Abstract Syntax Tree

Jooyong Yi (UNIST)

Where We Are

         |-------|            |--------|        
Source → | Lexer | → tokens → | Parser | → parse
Program  |       |            |        |   tree 
         |-------|            |--------|        
                                                        

So far, we know that ...

         |-------|            |--------|        
Source → | Lexer | → tokens → | Parser | → parse
Program  |       |            |        |   tree 
         |-------|            |--------|        
                                                        

So far, we know that ...

         |-------|            |--------|        
Source → | Lexer | → tokens → | Parser | → parse
Program  |       |            |        |   tree 
         |-------|            |--------|        
                                                        
  • The source program is grammatically correct.

We still do not know ...

         |-------|            |--------|        
Source → | Lexer | → tokens → | Parser | → parse
Program  |       |            |        |   tree 
         |-------|            |--------|        
                                                        
  • How to generate the target program.
  • How to optimize the program.
  • Whether the program satisfies desired semantic properties such as the lack of type errors.

How to attach semantic information to the parse tree?

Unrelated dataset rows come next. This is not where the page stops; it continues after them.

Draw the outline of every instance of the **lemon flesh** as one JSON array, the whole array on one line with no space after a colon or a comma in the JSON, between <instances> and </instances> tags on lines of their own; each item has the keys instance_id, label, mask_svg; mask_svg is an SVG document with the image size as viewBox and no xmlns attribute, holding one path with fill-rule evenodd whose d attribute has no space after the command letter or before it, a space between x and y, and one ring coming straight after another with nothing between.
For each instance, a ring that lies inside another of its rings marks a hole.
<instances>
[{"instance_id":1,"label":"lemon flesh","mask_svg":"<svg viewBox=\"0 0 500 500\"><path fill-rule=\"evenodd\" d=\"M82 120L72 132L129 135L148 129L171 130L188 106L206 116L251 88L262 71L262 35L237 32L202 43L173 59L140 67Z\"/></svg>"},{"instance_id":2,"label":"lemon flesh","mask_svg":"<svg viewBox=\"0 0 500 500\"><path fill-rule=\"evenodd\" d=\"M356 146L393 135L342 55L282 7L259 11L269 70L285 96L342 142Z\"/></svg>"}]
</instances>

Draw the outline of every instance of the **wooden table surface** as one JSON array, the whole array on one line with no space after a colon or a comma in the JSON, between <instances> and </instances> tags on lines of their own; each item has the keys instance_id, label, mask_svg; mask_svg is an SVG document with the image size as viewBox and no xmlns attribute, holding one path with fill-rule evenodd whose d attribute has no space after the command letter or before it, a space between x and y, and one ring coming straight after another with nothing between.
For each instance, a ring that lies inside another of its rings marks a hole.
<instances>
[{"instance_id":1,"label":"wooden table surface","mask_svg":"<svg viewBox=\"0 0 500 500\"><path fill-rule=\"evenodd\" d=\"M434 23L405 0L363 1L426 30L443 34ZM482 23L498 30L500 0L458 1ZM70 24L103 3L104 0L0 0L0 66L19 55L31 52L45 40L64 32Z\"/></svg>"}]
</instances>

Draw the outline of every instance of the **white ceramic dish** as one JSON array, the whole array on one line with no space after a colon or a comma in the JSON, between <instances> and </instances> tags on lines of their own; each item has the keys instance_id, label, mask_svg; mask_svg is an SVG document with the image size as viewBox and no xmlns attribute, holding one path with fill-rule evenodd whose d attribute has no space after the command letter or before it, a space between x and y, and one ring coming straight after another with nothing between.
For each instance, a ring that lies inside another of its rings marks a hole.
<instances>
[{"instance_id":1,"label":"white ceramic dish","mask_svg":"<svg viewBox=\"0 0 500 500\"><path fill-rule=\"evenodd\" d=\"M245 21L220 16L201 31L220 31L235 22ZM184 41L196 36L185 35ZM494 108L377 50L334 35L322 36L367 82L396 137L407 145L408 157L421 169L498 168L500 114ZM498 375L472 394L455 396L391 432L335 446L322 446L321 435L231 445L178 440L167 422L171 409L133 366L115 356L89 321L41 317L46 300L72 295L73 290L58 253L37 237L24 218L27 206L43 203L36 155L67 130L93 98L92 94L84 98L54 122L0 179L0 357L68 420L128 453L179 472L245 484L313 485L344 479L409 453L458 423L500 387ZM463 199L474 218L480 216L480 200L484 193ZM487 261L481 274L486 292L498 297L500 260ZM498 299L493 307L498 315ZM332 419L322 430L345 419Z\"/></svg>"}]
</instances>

Review: Recursive Descent Parsing

                                                         E : T E'
                                                         E': + T E' | ε
E: E + E | E * E | (E) | int          ==>                T : F T'
                                                         T': * F T' | ε
                                                         F: int | (E)                                                                    
val tok = ref (getToken())
fun advance() = tok := getToken()
fun eat(t) = if t = !tok then tok := advance() else error()

fun E() = (T(); E'())
and E'() = case !tok (* lookahead token *)
           of PLUS => (eat(PLUS); T(); E'())
            | ? => () (* do nothing *)
and T() = (F(); T'())
and T'() = case !tok (* lookahead token *)
           of TIMES => (eat(TIMES); F(); T'())
            | ? => () (* do nothing *)
and F() = case !tok (* lookahead token *)
          of INT => eat(INT)
           | LPAREN => (eat(LPAREN); E(); eat(RPAREN))                                                             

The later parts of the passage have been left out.